Monthnotes January 2025

Monthnotes January 2025

I don't think I've got too much that I've published in the last month to share, because I've spent most of it on holiday and firmly in "input" mode. So this is very much an input newsletter.

One housekeeping note before we begin. I'm going to be in the UK for a couple of weeks in the middle of February (more on this below). I don't have loads of plans yet, so now is the time to send me an email and say "hey let's get a coffee/beer/donut" and we can see if we can make it happen. Don't be all "oh I'm not sure, he probably doesn't even remember who I am". Just drop me a message and let's organise something.


I wrote up some of my games of 2024 in the last newsletter, but I wrote a bit more detail for a post on a forum so I figured I'd share it here too.

Three games I loved in 2024:

  • Satisfactory - a perfectly-tuned blend of Factorio-like automation, Breath of the Wild exploration, and Minecraft decoration. Fell into this in September, and played almost nothing else for two months.
  • Animal Well - came out just as my annual hayfever hit, and spending time in its dark, dank caves was the perfect balm while everyone else was out having fun in the sunshine.
  • Dicey Dungeons - I got a little obsessed with this cute and creative smartphone roguelike in the late summer, almost 100%ing it. The writing and humour was spot-on for me.

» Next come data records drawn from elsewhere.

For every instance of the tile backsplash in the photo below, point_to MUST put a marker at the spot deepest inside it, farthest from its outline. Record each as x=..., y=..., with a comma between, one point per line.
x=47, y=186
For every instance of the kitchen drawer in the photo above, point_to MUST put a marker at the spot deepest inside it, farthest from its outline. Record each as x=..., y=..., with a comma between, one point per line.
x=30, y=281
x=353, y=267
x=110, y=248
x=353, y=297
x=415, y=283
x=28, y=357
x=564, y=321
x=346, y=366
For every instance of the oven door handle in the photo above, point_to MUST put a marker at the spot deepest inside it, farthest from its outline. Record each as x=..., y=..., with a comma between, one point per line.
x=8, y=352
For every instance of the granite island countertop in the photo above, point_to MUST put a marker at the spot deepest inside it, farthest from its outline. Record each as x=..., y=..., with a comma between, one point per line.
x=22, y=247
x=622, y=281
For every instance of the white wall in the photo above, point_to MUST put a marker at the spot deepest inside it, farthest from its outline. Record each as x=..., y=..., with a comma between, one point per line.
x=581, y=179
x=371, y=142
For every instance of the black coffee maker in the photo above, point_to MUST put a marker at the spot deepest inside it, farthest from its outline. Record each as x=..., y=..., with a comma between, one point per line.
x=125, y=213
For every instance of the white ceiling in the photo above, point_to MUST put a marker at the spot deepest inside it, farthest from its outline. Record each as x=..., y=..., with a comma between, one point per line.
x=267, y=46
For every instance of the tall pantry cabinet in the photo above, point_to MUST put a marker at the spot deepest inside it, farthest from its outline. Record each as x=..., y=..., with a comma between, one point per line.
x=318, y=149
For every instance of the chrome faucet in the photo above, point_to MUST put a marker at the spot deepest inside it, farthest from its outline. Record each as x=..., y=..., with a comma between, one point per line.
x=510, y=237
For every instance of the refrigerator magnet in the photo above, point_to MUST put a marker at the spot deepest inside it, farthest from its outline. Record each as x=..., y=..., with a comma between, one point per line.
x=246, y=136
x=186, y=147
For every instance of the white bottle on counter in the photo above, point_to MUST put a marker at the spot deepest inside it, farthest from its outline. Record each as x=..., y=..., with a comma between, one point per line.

Three games I thought were okay:

  • Super Mario Bros Wonder - the easy bits felt too easy and the hard bits felt too hard, but it was colourful and fun to blaze through. Paid full price for it and didn’t feel like it was quite worth that.
  • Baldur’s Gate 3 - I got a Steam Deck in July, mostly to play this. I picked this up and fell deep into it. I had to return the Deck for a small repair a few weeks later, though, and when it came back I didn’t pick it up at all. Its hooks weren’t as deep into me as I thought. I do want to play it some more, but I’m not feeling any massive urge.
  • Caves of Qud - Early days on this - I only bought it a couple of weeks ago. I’m finding the interface hard to cope with, and it feels like the gamepad controls are a distinct afterthought, but the world is compelling and I’m excited about reaching the Six Day Stilt for the first time. Adding this tutorial mod helped me a lot.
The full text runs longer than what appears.